Every metaphorical door is a battle; a hard fought battle at that. Jesus is trying to win that battle for us but we inhibit His efforts and plead for Him to have mercy on that thing we find ourselves drawn to. He knows that for every room He empties, we will be flooded with a new measure of joy. I find this to be a good time to explain my thoughts on joy. Joy is something that only God can grant us. It is an internal possession that Jesus fills us with. Happiness can be granted from any form of worldly fulfillment, but it is deceitfully fleeting. Joy is an everlasting side effect of what Christ does for us and is directly proportional with how much we love Jesus and let Him clean us up. When we have joy, we are not dependent on the circumstances we find ourselves in. This sets us apart from the rest of humanity, and that is exactly what it is intended to do. How could anyone be happy in appearance after being beaten, bloody and thrown into a jail cell covered in all kinds of unpleasant things. We find such joy in the book of acts and thus cannot deny its existence or the potential joy we could have in our own lives. Long suffering both physical and mental in nature will utterly devour any form of happiness in anyone's life. It is the joy we find in Christ that helps us carry on through the most horrific circumstances. Christ never told us being followers of Him would be easy. What we find in the Bible speaks the opposite. We are naive to not think persecution will befall us if we are walking in the commands of someone the world despised and still despises to this day. John 7:7 "The world cannot hate you; but me it hateth, because I testify of it, that the works thereof are evil."

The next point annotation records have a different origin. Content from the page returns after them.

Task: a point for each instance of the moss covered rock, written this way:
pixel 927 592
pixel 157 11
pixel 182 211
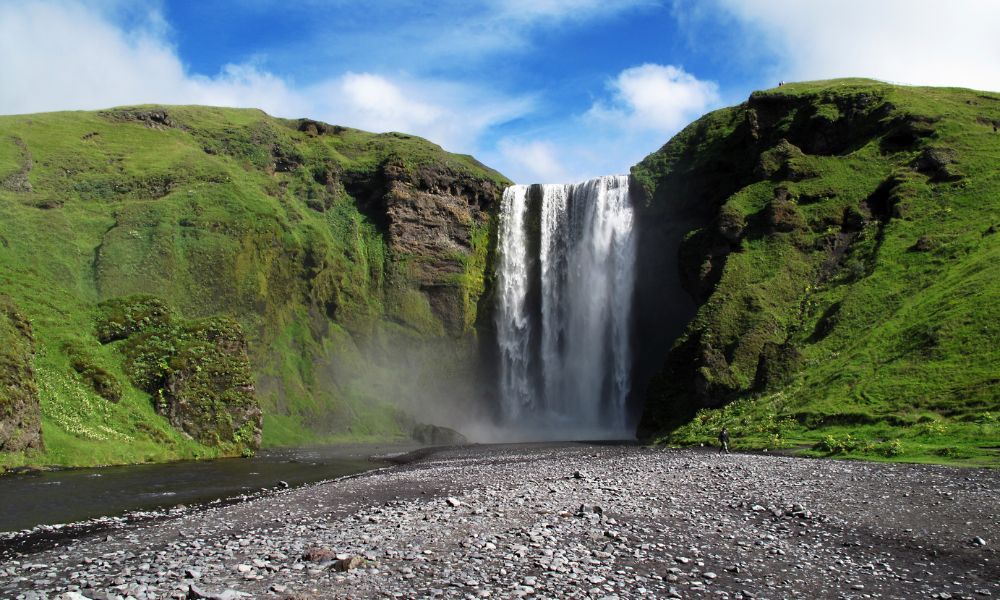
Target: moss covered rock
pixel 20 420
pixel 828 225
pixel 197 372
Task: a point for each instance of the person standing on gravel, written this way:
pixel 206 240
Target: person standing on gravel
pixel 724 440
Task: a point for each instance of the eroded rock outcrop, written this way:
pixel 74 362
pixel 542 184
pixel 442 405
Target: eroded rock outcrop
pixel 197 371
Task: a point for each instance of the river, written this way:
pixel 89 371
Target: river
pixel 52 497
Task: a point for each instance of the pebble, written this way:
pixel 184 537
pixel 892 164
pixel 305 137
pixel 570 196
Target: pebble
pixel 508 522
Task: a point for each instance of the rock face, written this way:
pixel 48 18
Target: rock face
pixel 440 224
pixel 197 371
pixel 20 419
pixel 356 265
pixel 796 204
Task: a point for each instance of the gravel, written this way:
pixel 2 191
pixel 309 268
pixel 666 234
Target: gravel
pixel 558 521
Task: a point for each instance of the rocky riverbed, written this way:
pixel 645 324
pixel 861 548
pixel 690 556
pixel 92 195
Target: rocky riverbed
pixel 572 520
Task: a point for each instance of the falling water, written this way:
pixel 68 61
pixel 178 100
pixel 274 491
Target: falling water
pixel 565 280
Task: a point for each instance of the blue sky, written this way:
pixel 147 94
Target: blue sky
pixel 542 90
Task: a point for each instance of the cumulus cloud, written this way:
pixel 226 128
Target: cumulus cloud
pixel 646 104
pixel 534 161
pixel 70 56
pixel 651 97
pixel 907 41
pixel 448 113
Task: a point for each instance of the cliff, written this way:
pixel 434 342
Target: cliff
pixel 200 280
pixel 838 242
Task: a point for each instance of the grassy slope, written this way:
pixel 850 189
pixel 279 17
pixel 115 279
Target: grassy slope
pixel 216 212
pixel 889 327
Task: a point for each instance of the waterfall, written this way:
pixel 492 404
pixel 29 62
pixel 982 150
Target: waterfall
pixel 565 275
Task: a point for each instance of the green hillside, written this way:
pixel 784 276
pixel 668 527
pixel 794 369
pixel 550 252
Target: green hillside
pixel 343 257
pixel 847 271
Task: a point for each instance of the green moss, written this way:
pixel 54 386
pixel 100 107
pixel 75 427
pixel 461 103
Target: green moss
pixel 855 294
pixel 208 211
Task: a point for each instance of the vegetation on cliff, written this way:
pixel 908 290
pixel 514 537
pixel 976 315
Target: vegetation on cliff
pixel 847 270
pixel 340 255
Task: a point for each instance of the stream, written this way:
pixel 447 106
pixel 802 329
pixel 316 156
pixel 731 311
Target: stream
pixel 52 497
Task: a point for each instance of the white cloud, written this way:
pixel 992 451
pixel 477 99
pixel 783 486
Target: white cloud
pixel 655 98
pixel 533 161
pixel 69 57
pixel 646 105
pixel 923 42
pixel 450 114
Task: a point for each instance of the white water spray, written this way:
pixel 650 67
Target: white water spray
pixel 563 316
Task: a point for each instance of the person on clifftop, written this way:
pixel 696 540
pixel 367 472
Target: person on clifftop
pixel 724 440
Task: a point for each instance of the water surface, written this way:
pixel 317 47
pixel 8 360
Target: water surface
pixel 53 497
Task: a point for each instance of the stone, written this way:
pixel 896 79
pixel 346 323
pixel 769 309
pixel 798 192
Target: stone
pixel 317 554
pixel 346 564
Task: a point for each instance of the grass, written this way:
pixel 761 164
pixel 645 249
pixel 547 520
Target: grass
pixel 218 212
pixel 864 322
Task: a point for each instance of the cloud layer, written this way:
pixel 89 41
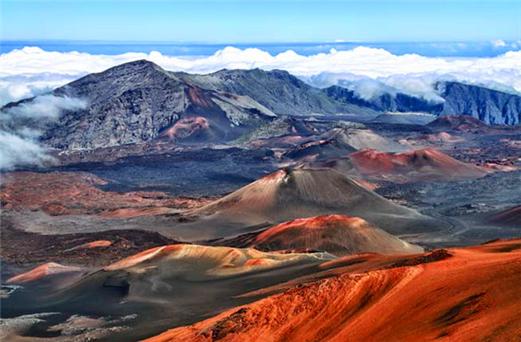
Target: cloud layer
pixel 20 129
pixel 369 71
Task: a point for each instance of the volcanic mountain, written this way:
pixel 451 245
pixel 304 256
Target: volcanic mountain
pixel 487 105
pixel 336 234
pixel 302 192
pixel 138 101
pixel 386 299
pixel 277 90
pixel 418 165
pixel 508 217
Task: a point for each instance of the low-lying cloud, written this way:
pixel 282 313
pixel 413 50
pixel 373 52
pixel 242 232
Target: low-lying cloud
pixel 20 129
pixel 369 71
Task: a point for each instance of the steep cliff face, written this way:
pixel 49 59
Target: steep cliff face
pixel 487 105
pixel 386 102
pixel 138 102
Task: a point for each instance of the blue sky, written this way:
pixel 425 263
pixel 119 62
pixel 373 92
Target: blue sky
pixel 261 21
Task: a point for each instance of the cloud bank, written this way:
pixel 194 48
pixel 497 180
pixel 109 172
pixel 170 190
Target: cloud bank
pixel 20 129
pixel 369 71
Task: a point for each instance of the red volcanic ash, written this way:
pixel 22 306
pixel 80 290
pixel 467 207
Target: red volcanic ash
pixel 186 127
pixel 71 193
pixel 423 164
pixel 336 234
pixel 41 272
pixel 470 294
pixel 207 261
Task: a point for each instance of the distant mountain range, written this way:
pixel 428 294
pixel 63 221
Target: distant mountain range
pixel 139 102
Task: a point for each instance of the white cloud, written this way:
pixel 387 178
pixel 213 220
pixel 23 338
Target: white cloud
pixel 17 151
pixel 20 129
pixel 31 70
pixel 498 43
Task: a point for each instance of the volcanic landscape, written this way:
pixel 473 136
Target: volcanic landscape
pixel 248 205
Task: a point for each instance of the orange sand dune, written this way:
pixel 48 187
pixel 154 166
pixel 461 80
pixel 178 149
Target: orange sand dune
pixel 471 294
pixel 336 234
pixel 423 164
pixel 205 261
pixel 41 272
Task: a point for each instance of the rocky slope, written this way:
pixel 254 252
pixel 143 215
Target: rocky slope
pixel 302 192
pixel 335 234
pixel 138 101
pixel 278 90
pixel 386 300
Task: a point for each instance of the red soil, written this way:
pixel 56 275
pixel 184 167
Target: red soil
pixel 468 294
pixel 423 164
pixel 67 193
pixel 336 234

Sometimes we won't know why terrible things are happening to us. We will expect an explanation from God. We will try our best to restrain thoughts such as "if you are a good and loving God, how could you let this happen to me?". These thoughts may even evolve into words which spew from our mouths full of malice and hate for the God we profess to love. Matthew 11:6 "But blessed is [he], who is not be offended by me." But if we let ourselves come to this place, we will soon be overwhelmed by the love that Jesus showed for us. That He would be tortured and defiled beyond recognition on behalf of the most selfish and cruel race on this planet. That the king of everything would for no logical reason step down from His throne on our Behalf and let us do with Him what we wished. I can find joy through Jesus who dwells in me, knowing of His long suffering and remembering what He did for me, and what I did and do to Him. He gives me joy through the most difficult circumstances and I have found that the more rooms I let Him fill, the more filled with joy I am.

Application: take a walk and think and pray.